For fuck's sake. I glared at Lung Di, standing only a few feet away.

“Get out,” Jian Huo told him, saving me the trouble.

Lung Di spread his hands, one gloved, I noticed. He wore his usual suit and an overcoat of black wool. He and Jian Huo looked like the brothers they were. Only Jian Huo's hair differentiated them. “But I must congratulate and reward my champion. It is only proper.”

I placed a hand on Jian Huo's arm – the one not supporting his hair – to stop him from lunging at Lung Di. Not because I was Lung Di's champion. Because if anyone was going to kick his ass, it would be me. “It's fine. I'll handle him. Johnny won't thank you guys for leveling Chinatown, and if he kills me… well, that'll solve a lot of our problems.”

Jian Huo's face showed nothing, but his arm flexed under my hand for several tense moments before he turned his back on Lung Di. “I will wait inside until I am sure you are safe,” he said, and strode back into the Pearl.

I studied Lung Di, wondering if it really was possible to beat the smirk off someone's face.

He tugged on his glove, paying my scrutiny no heed. “Once again, you neglect to invite me to your parties. Recall what happened the last time you failed to do so?”

“You kidnapped my kids. And I gave you that.” I nodded at the glove pulled over his withered hand.

The gloved hand flexed into a fist. I'd been joking about the killing of me, but maybe I shouldn't be pressing my luck. He could still backhand me. Again. “So. Reward?” I said, hoping I could get rid of him quickly and painlessly. Like lancing a blister. “Oh, and I have your book.”

Lung Di took a step closer. “Keep it. With these new wards of yours, it is safer here than anywhere else.”

I sidestepped to maintain our distance. I wasn't letting him within backhanding range. “I don't want–”

“Keep it safe,” he said, ominous as Gandalf pawning off the One Ring on a clueless hobbit.

Fuck. “Thanks,” I muttered. “Always wanted my very own monkey's paw.”

“Oh, I'm certain you're smart enough not to make any wishes in its presence.” Lung Di held up his hands. “I am kidding, of course.”

Right. Still, I was definitely going to be careful about anything I said in the vicinity of that book. “So, you've thanked me. You've rewarded me. You can mosey on now.”

“Oh, the book wasn't your reward.
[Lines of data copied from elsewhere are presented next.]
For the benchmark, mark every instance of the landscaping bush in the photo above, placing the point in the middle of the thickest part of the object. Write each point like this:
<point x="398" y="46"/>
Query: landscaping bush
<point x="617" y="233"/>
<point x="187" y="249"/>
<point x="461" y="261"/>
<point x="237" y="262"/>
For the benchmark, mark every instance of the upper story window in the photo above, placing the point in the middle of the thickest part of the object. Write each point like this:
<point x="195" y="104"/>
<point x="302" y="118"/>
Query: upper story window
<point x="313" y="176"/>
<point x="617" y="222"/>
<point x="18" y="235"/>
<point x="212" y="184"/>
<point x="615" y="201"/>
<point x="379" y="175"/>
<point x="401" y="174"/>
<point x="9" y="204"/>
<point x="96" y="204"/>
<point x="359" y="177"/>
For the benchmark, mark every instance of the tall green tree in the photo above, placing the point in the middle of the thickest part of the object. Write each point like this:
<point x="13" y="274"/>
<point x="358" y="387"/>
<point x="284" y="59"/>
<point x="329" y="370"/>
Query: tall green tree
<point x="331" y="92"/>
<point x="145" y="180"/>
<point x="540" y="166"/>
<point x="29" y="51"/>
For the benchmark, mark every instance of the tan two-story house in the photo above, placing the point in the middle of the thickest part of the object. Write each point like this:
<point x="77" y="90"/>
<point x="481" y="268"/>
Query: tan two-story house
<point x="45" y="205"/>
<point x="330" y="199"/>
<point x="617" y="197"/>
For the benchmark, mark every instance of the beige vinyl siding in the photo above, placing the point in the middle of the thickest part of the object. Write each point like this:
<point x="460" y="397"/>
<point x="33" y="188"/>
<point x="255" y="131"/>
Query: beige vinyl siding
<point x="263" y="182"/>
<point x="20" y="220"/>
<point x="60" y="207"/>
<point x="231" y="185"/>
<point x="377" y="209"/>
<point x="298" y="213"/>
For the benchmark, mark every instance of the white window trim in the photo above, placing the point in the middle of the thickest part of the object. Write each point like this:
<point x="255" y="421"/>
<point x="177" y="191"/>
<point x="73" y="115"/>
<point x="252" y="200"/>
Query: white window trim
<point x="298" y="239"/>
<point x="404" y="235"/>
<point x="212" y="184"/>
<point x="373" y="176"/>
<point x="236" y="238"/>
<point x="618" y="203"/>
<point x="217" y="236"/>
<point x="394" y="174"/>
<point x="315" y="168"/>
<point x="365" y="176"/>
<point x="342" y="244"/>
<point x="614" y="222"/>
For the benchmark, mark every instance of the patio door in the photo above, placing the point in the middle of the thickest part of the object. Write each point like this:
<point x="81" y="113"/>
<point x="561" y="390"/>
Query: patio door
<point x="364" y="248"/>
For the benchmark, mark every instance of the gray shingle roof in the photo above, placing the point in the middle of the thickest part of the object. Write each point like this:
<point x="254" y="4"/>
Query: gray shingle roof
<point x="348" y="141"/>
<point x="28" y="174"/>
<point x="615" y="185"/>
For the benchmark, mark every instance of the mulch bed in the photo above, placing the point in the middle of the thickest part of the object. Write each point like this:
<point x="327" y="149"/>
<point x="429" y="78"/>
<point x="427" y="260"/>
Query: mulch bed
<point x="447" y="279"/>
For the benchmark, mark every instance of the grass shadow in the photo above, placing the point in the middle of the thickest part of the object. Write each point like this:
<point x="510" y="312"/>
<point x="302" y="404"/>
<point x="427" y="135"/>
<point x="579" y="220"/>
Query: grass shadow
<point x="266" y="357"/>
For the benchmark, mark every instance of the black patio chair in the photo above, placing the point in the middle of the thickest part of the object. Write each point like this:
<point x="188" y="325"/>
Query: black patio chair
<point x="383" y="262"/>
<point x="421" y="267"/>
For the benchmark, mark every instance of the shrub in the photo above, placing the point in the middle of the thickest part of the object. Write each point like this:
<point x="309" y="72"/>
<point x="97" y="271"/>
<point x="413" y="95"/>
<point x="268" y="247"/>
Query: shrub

Just another duty for my champion.”

I was fairly certain I didn't want anything that Lung Di wanted to give me. “And duty is its own reward. So really, there's no need to–”

“Are you sure?” He reached inside his overcoat and pulled out a familiar-looking gauntlet with four stones embedded in it. Coral. Glass. Opal. And a blood-dark shimmer that flitted up and landed on my shoulder, wings snapping shut with a soft click.

I took the gauntlet. The leather creaked from the strength of my grip. “Where…?”

“Brought to me by those still loyal to me. I searched where they discovered it, but found no other traces of your rat or… anything else.”

So it didn't mean anything. It didn't mean Templeton was gone. It didn't mean Anne was gone.